A production RAG system is more than retrieval + generation. It includes ingestion pipelines, input validation, cost tracking, session management, error handling, evaluation, and deployment infrastructure.
Configuration belongs in one place. Every tunable parameter — model names, chunk sizes, token limits, cost rates — should live in a config file or environment variables. No magic numbers in business logic.
Chunking quality determines retrieval quality. If your chunks are too large, you waste tokens on irrelevant context. Too small, and you lose coherence.
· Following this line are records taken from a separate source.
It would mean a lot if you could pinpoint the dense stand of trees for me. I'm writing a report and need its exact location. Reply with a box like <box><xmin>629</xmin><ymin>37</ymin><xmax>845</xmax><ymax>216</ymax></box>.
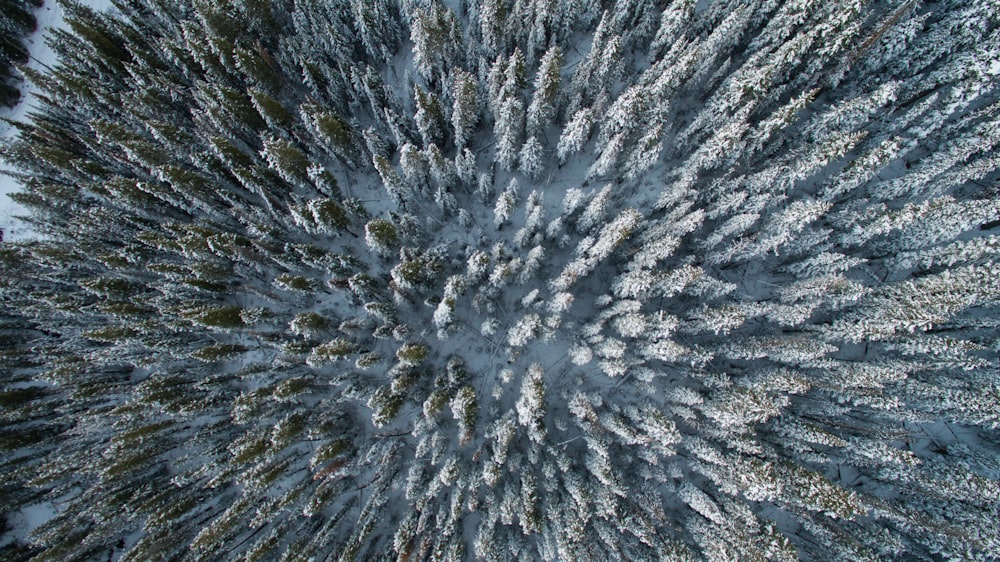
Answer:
<box><xmin>0</xmin><ymin>0</ymin><xmax>42</xmax><ymax>107</ymax></box>
<box><xmin>0</xmin><ymin>0</ymin><xmax>1000</xmax><ymax>561</ymax></box>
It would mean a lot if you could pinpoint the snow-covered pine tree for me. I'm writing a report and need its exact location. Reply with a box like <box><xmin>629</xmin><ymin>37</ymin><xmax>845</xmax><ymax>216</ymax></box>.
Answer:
<box><xmin>0</xmin><ymin>0</ymin><xmax>1000</xmax><ymax>561</ymax></box>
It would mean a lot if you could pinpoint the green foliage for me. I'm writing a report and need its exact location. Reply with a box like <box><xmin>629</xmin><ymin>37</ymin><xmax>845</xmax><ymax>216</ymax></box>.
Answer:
<box><xmin>191</xmin><ymin>343</ymin><xmax>248</xmax><ymax>363</ymax></box>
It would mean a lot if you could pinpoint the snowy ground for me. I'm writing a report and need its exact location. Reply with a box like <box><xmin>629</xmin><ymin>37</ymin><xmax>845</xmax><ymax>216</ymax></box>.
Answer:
<box><xmin>0</xmin><ymin>0</ymin><xmax>111</xmax><ymax>240</ymax></box>
<box><xmin>0</xmin><ymin>0</ymin><xmax>111</xmax><ymax>545</ymax></box>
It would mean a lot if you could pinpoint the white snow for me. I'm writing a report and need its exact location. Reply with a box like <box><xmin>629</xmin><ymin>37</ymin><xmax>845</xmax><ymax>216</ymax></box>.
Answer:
<box><xmin>0</xmin><ymin>0</ymin><xmax>111</xmax><ymax>240</ymax></box>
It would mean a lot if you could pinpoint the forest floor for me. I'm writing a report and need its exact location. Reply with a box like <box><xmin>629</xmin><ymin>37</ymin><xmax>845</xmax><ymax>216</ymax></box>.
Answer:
<box><xmin>0</xmin><ymin>0</ymin><xmax>111</xmax><ymax>240</ymax></box>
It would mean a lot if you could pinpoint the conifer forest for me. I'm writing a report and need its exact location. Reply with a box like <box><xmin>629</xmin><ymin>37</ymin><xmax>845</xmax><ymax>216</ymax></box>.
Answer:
<box><xmin>0</xmin><ymin>0</ymin><xmax>1000</xmax><ymax>562</ymax></box>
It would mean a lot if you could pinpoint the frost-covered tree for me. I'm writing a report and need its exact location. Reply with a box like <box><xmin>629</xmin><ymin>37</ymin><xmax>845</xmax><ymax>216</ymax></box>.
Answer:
<box><xmin>0</xmin><ymin>0</ymin><xmax>1000</xmax><ymax>562</ymax></box>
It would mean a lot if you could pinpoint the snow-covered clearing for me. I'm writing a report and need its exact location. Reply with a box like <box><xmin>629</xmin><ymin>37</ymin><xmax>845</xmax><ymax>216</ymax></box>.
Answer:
<box><xmin>0</xmin><ymin>0</ymin><xmax>111</xmax><ymax>240</ymax></box>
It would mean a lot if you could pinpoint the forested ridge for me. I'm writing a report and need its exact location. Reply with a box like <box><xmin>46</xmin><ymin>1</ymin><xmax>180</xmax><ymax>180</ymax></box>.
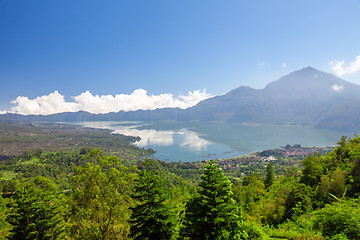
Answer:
<box><xmin>0</xmin><ymin>122</ymin><xmax>360</xmax><ymax>240</ymax></box>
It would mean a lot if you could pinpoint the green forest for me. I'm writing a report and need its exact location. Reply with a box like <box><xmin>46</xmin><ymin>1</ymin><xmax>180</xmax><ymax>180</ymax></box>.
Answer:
<box><xmin>0</xmin><ymin>122</ymin><xmax>360</xmax><ymax>240</ymax></box>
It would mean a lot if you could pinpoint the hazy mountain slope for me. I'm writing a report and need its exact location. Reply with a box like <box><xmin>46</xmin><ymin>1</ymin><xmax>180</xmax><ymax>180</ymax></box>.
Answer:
<box><xmin>1</xmin><ymin>67</ymin><xmax>360</xmax><ymax>132</ymax></box>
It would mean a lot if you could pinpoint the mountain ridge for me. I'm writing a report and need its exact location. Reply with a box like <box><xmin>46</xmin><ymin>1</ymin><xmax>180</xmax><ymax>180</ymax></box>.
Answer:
<box><xmin>0</xmin><ymin>67</ymin><xmax>360</xmax><ymax>132</ymax></box>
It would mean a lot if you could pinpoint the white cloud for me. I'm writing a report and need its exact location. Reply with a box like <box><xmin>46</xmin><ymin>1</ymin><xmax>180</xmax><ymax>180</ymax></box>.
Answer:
<box><xmin>11</xmin><ymin>89</ymin><xmax>211</xmax><ymax>115</ymax></box>
<box><xmin>331</xmin><ymin>84</ymin><xmax>344</xmax><ymax>91</ymax></box>
<box><xmin>330</xmin><ymin>55</ymin><xmax>360</xmax><ymax>76</ymax></box>
<box><xmin>258</xmin><ymin>62</ymin><xmax>271</xmax><ymax>70</ymax></box>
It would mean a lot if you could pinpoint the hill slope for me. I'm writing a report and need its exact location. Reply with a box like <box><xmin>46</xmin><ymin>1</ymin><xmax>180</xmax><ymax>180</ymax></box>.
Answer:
<box><xmin>1</xmin><ymin>67</ymin><xmax>360</xmax><ymax>132</ymax></box>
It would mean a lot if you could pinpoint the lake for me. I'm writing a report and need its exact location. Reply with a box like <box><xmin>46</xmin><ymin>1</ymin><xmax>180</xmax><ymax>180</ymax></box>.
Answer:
<box><xmin>74</xmin><ymin>121</ymin><xmax>352</xmax><ymax>162</ymax></box>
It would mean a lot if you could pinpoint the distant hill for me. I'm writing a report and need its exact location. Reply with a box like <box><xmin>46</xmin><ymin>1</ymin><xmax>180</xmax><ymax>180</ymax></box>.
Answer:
<box><xmin>0</xmin><ymin>67</ymin><xmax>360</xmax><ymax>132</ymax></box>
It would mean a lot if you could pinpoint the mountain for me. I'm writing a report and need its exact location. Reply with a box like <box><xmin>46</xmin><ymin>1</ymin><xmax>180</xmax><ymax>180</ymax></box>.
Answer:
<box><xmin>2</xmin><ymin>67</ymin><xmax>360</xmax><ymax>132</ymax></box>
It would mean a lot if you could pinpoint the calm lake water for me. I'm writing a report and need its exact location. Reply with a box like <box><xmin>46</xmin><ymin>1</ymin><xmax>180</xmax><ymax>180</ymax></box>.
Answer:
<box><xmin>74</xmin><ymin>122</ymin><xmax>352</xmax><ymax>162</ymax></box>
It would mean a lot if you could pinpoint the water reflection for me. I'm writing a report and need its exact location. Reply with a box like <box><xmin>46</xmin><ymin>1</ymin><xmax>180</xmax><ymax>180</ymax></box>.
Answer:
<box><xmin>113</xmin><ymin>126</ymin><xmax>175</xmax><ymax>147</ymax></box>
<box><xmin>179</xmin><ymin>129</ymin><xmax>210</xmax><ymax>151</ymax></box>
<box><xmin>113</xmin><ymin>125</ymin><xmax>210</xmax><ymax>151</ymax></box>
<box><xmin>75</xmin><ymin>121</ymin><xmax>350</xmax><ymax>162</ymax></box>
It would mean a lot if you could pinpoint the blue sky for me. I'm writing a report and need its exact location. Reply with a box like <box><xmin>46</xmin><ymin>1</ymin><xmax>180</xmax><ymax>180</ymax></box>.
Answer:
<box><xmin>0</xmin><ymin>0</ymin><xmax>360</xmax><ymax>113</ymax></box>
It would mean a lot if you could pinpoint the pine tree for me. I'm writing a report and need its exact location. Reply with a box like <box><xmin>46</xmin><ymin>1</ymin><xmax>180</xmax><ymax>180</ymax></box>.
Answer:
<box><xmin>183</xmin><ymin>161</ymin><xmax>246</xmax><ymax>240</ymax></box>
<box><xmin>264</xmin><ymin>162</ymin><xmax>275</xmax><ymax>189</ymax></box>
<box><xmin>8</xmin><ymin>177</ymin><xmax>63</xmax><ymax>240</ymax></box>
<box><xmin>70</xmin><ymin>149</ymin><xmax>133</xmax><ymax>239</ymax></box>
<box><xmin>129</xmin><ymin>159</ymin><xmax>175</xmax><ymax>240</ymax></box>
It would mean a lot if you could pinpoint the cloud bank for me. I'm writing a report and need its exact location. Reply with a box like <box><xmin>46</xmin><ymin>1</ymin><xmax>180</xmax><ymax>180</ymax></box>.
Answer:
<box><xmin>330</xmin><ymin>55</ymin><xmax>360</xmax><ymax>76</ymax></box>
<box><xmin>10</xmin><ymin>89</ymin><xmax>212</xmax><ymax>115</ymax></box>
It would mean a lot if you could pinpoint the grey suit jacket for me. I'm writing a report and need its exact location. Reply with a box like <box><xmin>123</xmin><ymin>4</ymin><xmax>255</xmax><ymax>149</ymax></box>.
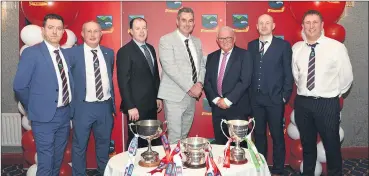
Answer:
<box><xmin>158</xmin><ymin>31</ymin><xmax>206</xmax><ymax>102</ymax></box>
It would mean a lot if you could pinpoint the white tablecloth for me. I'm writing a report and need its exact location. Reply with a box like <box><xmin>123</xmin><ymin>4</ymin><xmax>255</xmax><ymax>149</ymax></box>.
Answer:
<box><xmin>104</xmin><ymin>145</ymin><xmax>270</xmax><ymax>176</ymax></box>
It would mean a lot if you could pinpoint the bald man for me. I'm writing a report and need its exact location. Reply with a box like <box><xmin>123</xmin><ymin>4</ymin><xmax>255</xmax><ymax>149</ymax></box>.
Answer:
<box><xmin>248</xmin><ymin>14</ymin><xmax>293</xmax><ymax>175</ymax></box>
<box><xmin>204</xmin><ymin>26</ymin><xmax>253</xmax><ymax>145</ymax></box>
<box><xmin>68</xmin><ymin>21</ymin><xmax>115</xmax><ymax>176</ymax></box>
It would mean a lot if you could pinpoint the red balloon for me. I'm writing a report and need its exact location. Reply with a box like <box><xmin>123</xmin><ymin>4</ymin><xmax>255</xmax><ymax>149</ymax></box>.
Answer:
<box><xmin>22</xmin><ymin>130</ymin><xmax>36</xmax><ymax>152</ymax></box>
<box><xmin>23</xmin><ymin>151</ymin><xmax>36</xmax><ymax>165</ymax></box>
<box><xmin>21</xmin><ymin>1</ymin><xmax>79</xmax><ymax>27</ymax></box>
<box><xmin>290</xmin><ymin>1</ymin><xmax>346</xmax><ymax>24</ymax></box>
<box><xmin>289</xmin><ymin>155</ymin><xmax>302</xmax><ymax>172</ymax></box>
<box><xmin>324</xmin><ymin>23</ymin><xmax>346</xmax><ymax>42</ymax></box>
<box><xmin>59</xmin><ymin>163</ymin><xmax>72</xmax><ymax>176</ymax></box>
<box><xmin>291</xmin><ymin>139</ymin><xmax>302</xmax><ymax>159</ymax></box>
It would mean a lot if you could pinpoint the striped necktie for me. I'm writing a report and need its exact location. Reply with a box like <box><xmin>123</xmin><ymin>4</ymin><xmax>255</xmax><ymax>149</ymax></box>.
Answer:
<box><xmin>306</xmin><ymin>43</ymin><xmax>318</xmax><ymax>91</ymax></box>
<box><xmin>54</xmin><ymin>50</ymin><xmax>69</xmax><ymax>106</ymax></box>
<box><xmin>185</xmin><ymin>39</ymin><xmax>197</xmax><ymax>83</ymax></box>
<box><xmin>91</xmin><ymin>50</ymin><xmax>104</xmax><ymax>100</ymax></box>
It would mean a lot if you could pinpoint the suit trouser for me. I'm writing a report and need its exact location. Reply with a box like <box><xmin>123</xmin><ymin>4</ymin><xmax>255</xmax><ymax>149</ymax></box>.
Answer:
<box><xmin>31</xmin><ymin>106</ymin><xmax>70</xmax><ymax>176</ymax></box>
<box><xmin>72</xmin><ymin>99</ymin><xmax>113</xmax><ymax>176</ymax></box>
<box><xmin>125</xmin><ymin>108</ymin><xmax>161</xmax><ymax>151</ymax></box>
<box><xmin>295</xmin><ymin>95</ymin><xmax>342</xmax><ymax>176</ymax></box>
<box><xmin>252</xmin><ymin>92</ymin><xmax>286</xmax><ymax>174</ymax></box>
<box><xmin>164</xmin><ymin>94</ymin><xmax>196</xmax><ymax>144</ymax></box>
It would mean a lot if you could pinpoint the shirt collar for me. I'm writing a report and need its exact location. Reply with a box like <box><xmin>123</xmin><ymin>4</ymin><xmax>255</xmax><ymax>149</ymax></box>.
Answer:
<box><xmin>133</xmin><ymin>39</ymin><xmax>146</xmax><ymax>47</ymax></box>
<box><xmin>259</xmin><ymin>35</ymin><xmax>273</xmax><ymax>44</ymax></box>
<box><xmin>44</xmin><ymin>40</ymin><xmax>60</xmax><ymax>52</ymax></box>
<box><xmin>177</xmin><ymin>29</ymin><xmax>191</xmax><ymax>42</ymax></box>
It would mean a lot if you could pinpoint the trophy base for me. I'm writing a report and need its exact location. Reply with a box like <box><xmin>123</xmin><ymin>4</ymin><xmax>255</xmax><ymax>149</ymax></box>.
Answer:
<box><xmin>183</xmin><ymin>163</ymin><xmax>206</xmax><ymax>169</ymax></box>
<box><xmin>138</xmin><ymin>160</ymin><xmax>160</xmax><ymax>167</ymax></box>
<box><xmin>230</xmin><ymin>159</ymin><xmax>247</xmax><ymax>165</ymax></box>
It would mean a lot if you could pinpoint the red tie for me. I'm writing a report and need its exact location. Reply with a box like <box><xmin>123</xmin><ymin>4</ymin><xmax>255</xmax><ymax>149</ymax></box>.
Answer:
<box><xmin>217</xmin><ymin>53</ymin><xmax>229</xmax><ymax>96</ymax></box>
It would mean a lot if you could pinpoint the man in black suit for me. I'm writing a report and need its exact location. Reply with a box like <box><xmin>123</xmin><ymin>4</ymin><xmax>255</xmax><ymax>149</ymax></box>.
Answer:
<box><xmin>248</xmin><ymin>14</ymin><xmax>293</xmax><ymax>175</ymax></box>
<box><xmin>204</xmin><ymin>26</ymin><xmax>252</xmax><ymax>145</ymax></box>
<box><xmin>117</xmin><ymin>18</ymin><xmax>163</xmax><ymax>149</ymax></box>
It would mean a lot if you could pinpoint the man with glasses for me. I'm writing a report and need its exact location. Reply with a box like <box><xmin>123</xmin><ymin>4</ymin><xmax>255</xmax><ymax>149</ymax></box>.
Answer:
<box><xmin>248</xmin><ymin>14</ymin><xmax>293</xmax><ymax>175</ymax></box>
<box><xmin>204</xmin><ymin>26</ymin><xmax>252</xmax><ymax>145</ymax></box>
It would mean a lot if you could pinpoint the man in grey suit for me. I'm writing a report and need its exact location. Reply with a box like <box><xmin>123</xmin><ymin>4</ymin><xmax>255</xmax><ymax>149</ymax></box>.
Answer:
<box><xmin>158</xmin><ymin>7</ymin><xmax>205</xmax><ymax>144</ymax></box>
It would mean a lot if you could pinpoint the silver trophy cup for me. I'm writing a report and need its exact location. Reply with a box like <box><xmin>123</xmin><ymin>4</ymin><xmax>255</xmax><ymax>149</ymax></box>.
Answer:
<box><xmin>181</xmin><ymin>136</ymin><xmax>210</xmax><ymax>169</ymax></box>
<box><xmin>220</xmin><ymin>118</ymin><xmax>255</xmax><ymax>164</ymax></box>
<box><xmin>129</xmin><ymin>120</ymin><xmax>167</xmax><ymax>167</ymax></box>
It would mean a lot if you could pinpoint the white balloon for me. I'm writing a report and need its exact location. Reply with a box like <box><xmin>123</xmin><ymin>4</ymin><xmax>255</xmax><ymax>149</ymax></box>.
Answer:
<box><xmin>64</xmin><ymin>29</ymin><xmax>77</xmax><ymax>46</ymax></box>
<box><xmin>19</xmin><ymin>45</ymin><xmax>29</xmax><ymax>55</ymax></box>
<box><xmin>339</xmin><ymin>127</ymin><xmax>345</xmax><ymax>142</ymax></box>
<box><xmin>287</xmin><ymin>123</ymin><xmax>300</xmax><ymax>140</ymax></box>
<box><xmin>22</xmin><ymin>116</ymin><xmax>32</xmax><ymax>131</ymax></box>
<box><xmin>35</xmin><ymin>152</ymin><xmax>37</xmax><ymax>164</ymax></box>
<box><xmin>27</xmin><ymin>164</ymin><xmax>37</xmax><ymax>176</ymax></box>
<box><xmin>316</xmin><ymin>141</ymin><xmax>327</xmax><ymax>163</ymax></box>
<box><xmin>290</xmin><ymin>110</ymin><xmax>296</xmax><ymax>125</ymax></box>
<box><xmin>18</xmin><ymin>101</ymin><xmax>27</xmax><ymax>115</ymax></box>
<box><xmin>20</xmin><ymin>24</ymin><xmax>44</xmax><ymax>46</ymax></box>
<box><xmin>300</xmin><ymin>161</ymin><xmax>323</xmax><ymax>176</ymax></box>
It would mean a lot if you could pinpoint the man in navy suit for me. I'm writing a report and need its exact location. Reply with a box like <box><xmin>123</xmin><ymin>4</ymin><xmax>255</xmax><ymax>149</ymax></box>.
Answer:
<box><xmin>68</xmin><ymin>21</ymin><xmax>115</xmax><ymax>176</ymax></box>
<box><xmin>248</xmin><ymin>14</ymin><xmax>293</xmax><ymax>175</ymax></box>
<box><xmin>204</xmin><ymin>26</ymin><xmax>252</xmax><ymax>145</ymax></box>
<box><xmin>13</xmin><ymin>14</ymin><xmax>73</xmax><ymax>176</ymax></box>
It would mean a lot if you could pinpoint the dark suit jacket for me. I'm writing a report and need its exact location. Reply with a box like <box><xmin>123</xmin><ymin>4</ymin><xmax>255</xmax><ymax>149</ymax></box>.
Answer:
<box><xmin>204</xmin><ymin>46</ymin><xmax>253</xmax><ymax>117</ymax></box>
<box><xmin>248</xmin><ymin>36</ymin><xmax>293</xmax><ymax>103</ymax></box>
<box><xmin>67</xmin><ymin>44</ymin><xmax>115</xmax><ymax>113</ymax></box>
<box><xmin>13</xmin><ymin>42</ymin><xmax>74</xmax><ymax>122</ymax></box>
<box><xmin>117</xmin><ymin>40</ymin><xmax>160</xmax><ymax>115</ymax></box>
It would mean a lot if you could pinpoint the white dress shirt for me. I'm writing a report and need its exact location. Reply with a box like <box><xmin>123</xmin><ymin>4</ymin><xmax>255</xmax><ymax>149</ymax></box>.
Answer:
<box><xmin>292</xmin><ymin>34</ymin><xmax>353</xmax><ymax>98</ymax></box>
<box><xmin>213</xmin><ymin>48</ymin><xmax>233</xmax><ymax>106</ymax></box>
<box><xmin>45</xmin><ymin>41</ymin><xmax>72</xmax><ymax>107</ymax></box>
<box><xmin>259</xmin><ymin>35</ymin><xmax>273</xmax><ymax>54</ymax></box>
<box><xmin>83</xmin><ymin>43</ymin><xmax>111</xmax><ymax>102</ymax></box>
<box><xmin>177</xmin><ymin>30</ymin><xmax>199</xmax><ymax>82</ymax></box>
<box><xmin>133</xmin><ymin>39</ymin><xmax>155</xmax><ymax>66</ymax></box>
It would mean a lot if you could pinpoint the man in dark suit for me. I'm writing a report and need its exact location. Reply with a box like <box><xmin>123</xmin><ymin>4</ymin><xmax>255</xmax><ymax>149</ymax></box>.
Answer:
<box><xmin>117</xmin><ymin>18</ymin><xmax>163</xmax><ymax>149</ymax></box>
<box><xmin>13</xmin><ymin>14</ymin><xmax>73</xmax><ymax>176</ymax></box>
<box><xmin>204</xmin><ymin>26</ymin><xmax>252</xmax><ymax>145</ymax></box>
<box><xmin>248</xmin><ymin>14</ymin><xmax>293</xmax><ymax>175</ymax></box>
<box><xmin>68</xmin><ymin>21</ymin><xmax>115</xmax><ymax>176</ymax></box>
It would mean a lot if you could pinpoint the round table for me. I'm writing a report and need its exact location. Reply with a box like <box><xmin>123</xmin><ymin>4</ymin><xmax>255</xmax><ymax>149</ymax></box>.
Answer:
<box><xmin>104</xmin><ymin>145</ymin><xmax>270</xmax><ymax>176</ymax></box>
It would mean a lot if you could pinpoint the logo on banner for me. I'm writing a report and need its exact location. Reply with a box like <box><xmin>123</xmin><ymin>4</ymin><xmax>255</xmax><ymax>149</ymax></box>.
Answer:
<box><xmin>232</xmin><ymin>14</ymin><xmax>250</xmax><ymax>32</ymax></box>
<box><xmin>268</xmin><ymin>1</ymin><xmax>284</xmax><ymax>13</ymax></box>
<box><xmin>165</xmin><ymin>1</ymin><xmax>182</xmax><ymax>13</ymax></box>
<box><xmin>201</xmin><ymin>14</ymin><xmax>218</xmax><ymax>32</ymax></box>
<box><xmin>96</xmin><ymin>15</ymin><xmax>114</xmax><ymax>34</ymax></box>
<box><xmin>275</xmin><ymin>35</ymin><xmax>284</xmax><ymax>40</ymax></box>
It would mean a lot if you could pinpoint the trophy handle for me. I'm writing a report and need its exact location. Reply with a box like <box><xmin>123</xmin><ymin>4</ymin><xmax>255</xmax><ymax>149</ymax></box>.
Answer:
<box><xmin>128</xmin><ymin>123</ymin><xmax>138</xmax><ymax>135</ymax></box>
<box><xmin>249</xmin><ymin>118</ymin><xmax>255</xmax><ymax>134</ymax></box>
<box><xmin>163</xmin><ymin>120</ymin><xmax>168</xmax><ymax>133</ymax></box>
<box><xmin>220</xmin><ymin>119</ymin><xmax>230</xmax><ymax>139</ymax></box>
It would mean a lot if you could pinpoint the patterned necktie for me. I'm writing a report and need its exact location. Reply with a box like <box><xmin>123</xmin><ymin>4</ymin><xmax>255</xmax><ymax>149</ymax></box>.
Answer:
<box><xmin>306</xmin><ymin>43</ymin><xmax>318</xmax><ymax>91</ymax></box>
<box><xmin>185</xmin><ymin>39</ymin><xmax>197</xmax><ymax>83</ymax></box>
<box><xmin>54</xmin><ymin>50</ymin><xmax>69</xmax><ymax>106</ymax></box>
<box><xmin>217</xmin><ymin>53</ymin><xmax>229</xmax><ymax>95</ymax></box>
<box><xmin>141</xmin><ymin>45</ymin><xmax>154</xmax><ymax>74</ymax></box>
<box><xmin>91</xmin><ymin>50</ymin><xmax>104</xmax><ymax>100</ymax></box>
<box><xmin>259</xmin><ymin>41</ymin><xmax>268</xmax><ymax>57</ymax></box>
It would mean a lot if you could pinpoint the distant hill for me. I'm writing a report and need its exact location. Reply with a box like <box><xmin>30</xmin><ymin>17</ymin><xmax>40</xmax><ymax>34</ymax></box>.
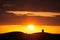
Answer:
<box><xmin>0</xmin><ymin>32</ymin><xmax>60</xmax><ymax>40</ymax></box>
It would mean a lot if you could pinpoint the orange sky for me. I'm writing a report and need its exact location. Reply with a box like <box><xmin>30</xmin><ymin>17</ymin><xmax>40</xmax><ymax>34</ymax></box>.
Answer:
<box><xmin>0</xmin><ymin>25</ymin><xmax>60</xmax><ymax>34</ymax></box>
<box><xmin>6</xmin><ymin>11</ymin><xmax>60</xmax><ymax>17</ymax></box>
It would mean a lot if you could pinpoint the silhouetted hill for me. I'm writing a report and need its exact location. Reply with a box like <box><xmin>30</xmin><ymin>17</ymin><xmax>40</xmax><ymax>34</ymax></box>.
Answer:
<box><xmin>0</xmin><ymin>32</ymin><xmax>60</xmax><ymax>40</ymax></box>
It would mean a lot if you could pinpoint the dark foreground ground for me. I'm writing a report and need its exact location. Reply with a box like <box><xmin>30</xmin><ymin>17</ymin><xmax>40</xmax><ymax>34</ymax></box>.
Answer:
<box><xmin>0</xmin><ymin>32</ymin><xmax>60</xmax><ymax>40</ymax></box>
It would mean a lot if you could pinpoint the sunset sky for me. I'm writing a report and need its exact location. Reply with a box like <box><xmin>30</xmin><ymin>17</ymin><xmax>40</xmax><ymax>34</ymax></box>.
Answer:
<box><xmin>0</xmin><ymin>0</ymin><xmax>60</xmax><ymax>34</ymax></box>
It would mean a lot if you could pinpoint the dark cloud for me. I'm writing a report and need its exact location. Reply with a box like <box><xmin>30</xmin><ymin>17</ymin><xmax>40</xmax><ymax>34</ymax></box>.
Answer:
<box><xmin>0</xmin><ymin>0</ymin><xmax>60</xmax><ymax>12</ymax></box>
<box><xmin>0</xmin><ymin>12</ymin><xmax>60</xmax><ymax>26</ymax></box>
The recursive splitting approach with overlap is a solid default.
Always track costs per request. Token costs are variable and can spike unexpectedly. Log prompt tokens, completion tokens, and estimated cost for every LLM call. Set daily budget alerts.
Streaming transforms user experience. Users perceive streaming responses as faster even when total latency is the same. The SSE implementation adds minimal complexity and makes the bot feel responsive.
Input validation is your first line of defense. Rate limiting, length checks, and prompt injection detection should happen before any tokens are spent. Reject bad input early and cheaply.
Evaluation is not optional. Without automated eval, you’re flying blind. Build a test dataset, run it regularly, and track scores over time. Quality drift happens silently — scheduled evals are the only way to catch it.
Session management needs persistence in production. In-memory session stores work for prototyping. For production, use Redis or a database with TTL-based expiry.
Start simple, then extend. This project is ~400 lines of core logic. It handles the common case well. Add reranking, hybrid search, and multi-modal support only when your evaluation data shows you need them.
Every technique in this project was covered in earlier lessons. Prompt engineering (Lesson 3-4), RAG (Lesson 5), chunking (Lesson 7), evaluation (Lesson 8), streaming (Lesson 9), cost optimization (Lesson 10), security (Lesson 11-12), agents (Lesson 13), and observability (Lesson 14). The capstone project is where they all connect.